The only way it'd work is either an Apocalypse Battle Campaign or a painting guide. But the painting guides sell themselves in the Model Masterclass books.
And an Apocalypse Campaign? Don't see that happening.


----------



## Tawa (Jan 10, 2010)

Personally, I'll reserve judgement until I see it.

As a WD reader since issue 144 however, this made me not a little upset. :cray:



> Even the classic logo that sat at the head of the magazine for the last 20 years will disappear into the Hall of Legends.


----------



## Dicrel Seijin (Apr 2, 2011)

I'm still a fairly new player, but even I'm a bit put off by the current WD. I will only pick it up if I know there is some article that I need (like the rules on the flyers), that probably won't be reprinted for a while. 

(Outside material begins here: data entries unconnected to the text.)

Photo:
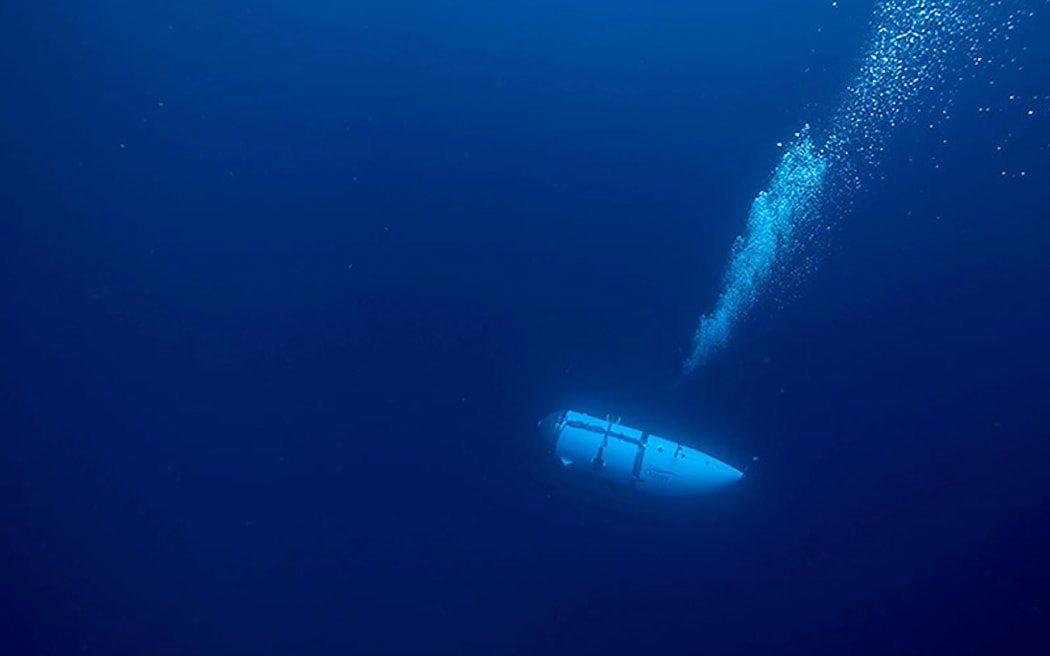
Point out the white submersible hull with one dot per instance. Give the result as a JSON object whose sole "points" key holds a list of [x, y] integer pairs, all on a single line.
{"points": [[634, 458]]}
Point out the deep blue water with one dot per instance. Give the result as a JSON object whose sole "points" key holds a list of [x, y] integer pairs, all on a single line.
{"points": [[286, 287]]}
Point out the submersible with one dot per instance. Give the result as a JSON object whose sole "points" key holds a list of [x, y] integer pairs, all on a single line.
{"points": [[633, 458]]}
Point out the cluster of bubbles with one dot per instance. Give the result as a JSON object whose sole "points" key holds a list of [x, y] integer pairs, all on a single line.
{"points": [[915, 49]]}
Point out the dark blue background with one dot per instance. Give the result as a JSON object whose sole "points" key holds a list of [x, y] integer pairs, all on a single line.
{"points": [[287, 286]]}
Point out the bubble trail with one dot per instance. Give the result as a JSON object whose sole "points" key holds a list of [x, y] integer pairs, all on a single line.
{"points": [[914, 43]]}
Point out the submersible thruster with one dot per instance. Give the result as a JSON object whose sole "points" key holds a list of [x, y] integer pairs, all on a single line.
{"points": [[633, 458]]}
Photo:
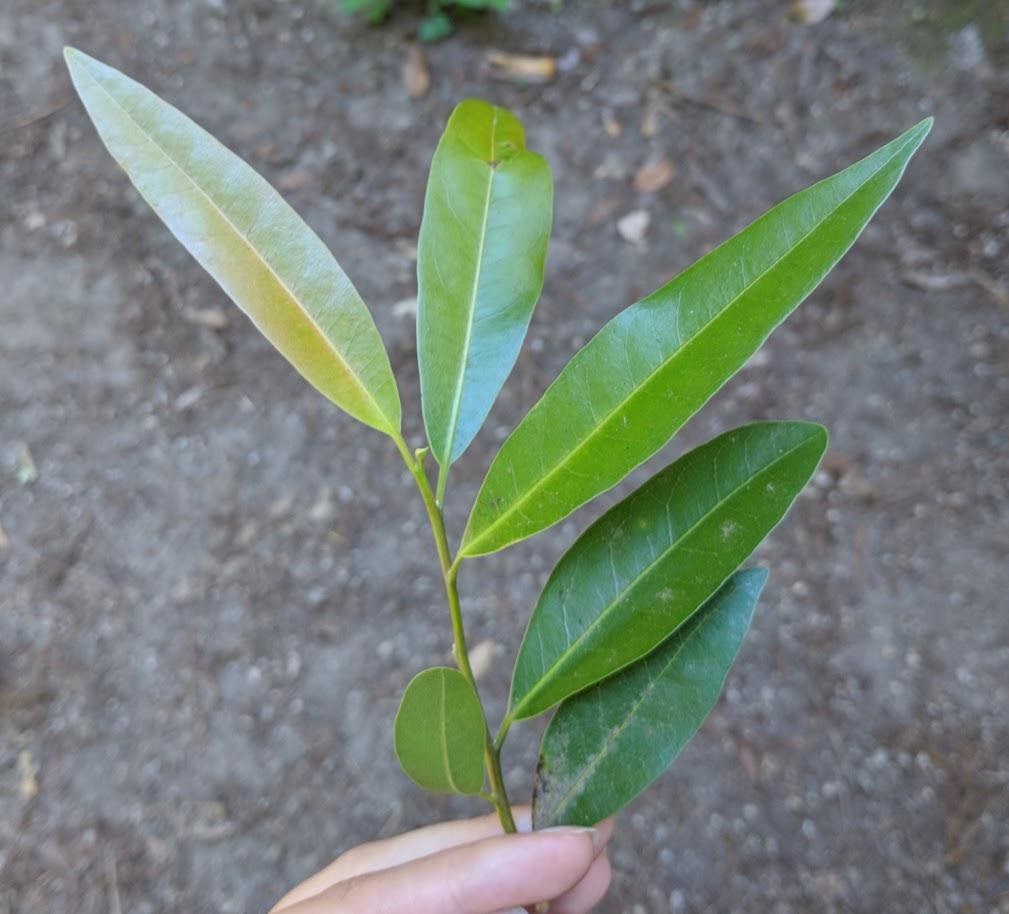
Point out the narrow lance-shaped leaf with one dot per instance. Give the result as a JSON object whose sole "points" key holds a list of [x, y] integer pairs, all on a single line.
{"points": [[647, 565], [629, 390], [481, 254], [605, 746], [440, 732], [243, 233]]}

I'm lucky that my LFGS has a back stock of WD. I've been leafing through those and I love them. I've found things like the Feral Ork Codex, how to convert deffkoptaz, and such. 

I'm just hoping that there's no price increase.


----------



## DeathKlokk (Jun 9, 2008)

Ahh, you silly Youngling. That's _all_ that we can count on from G Dubya.


----------



## Tawa (Jan 10, 2010)

DeathKlokk said:


> That's _all_ that we can count on from G Dubya.


And has been for quite some time


----------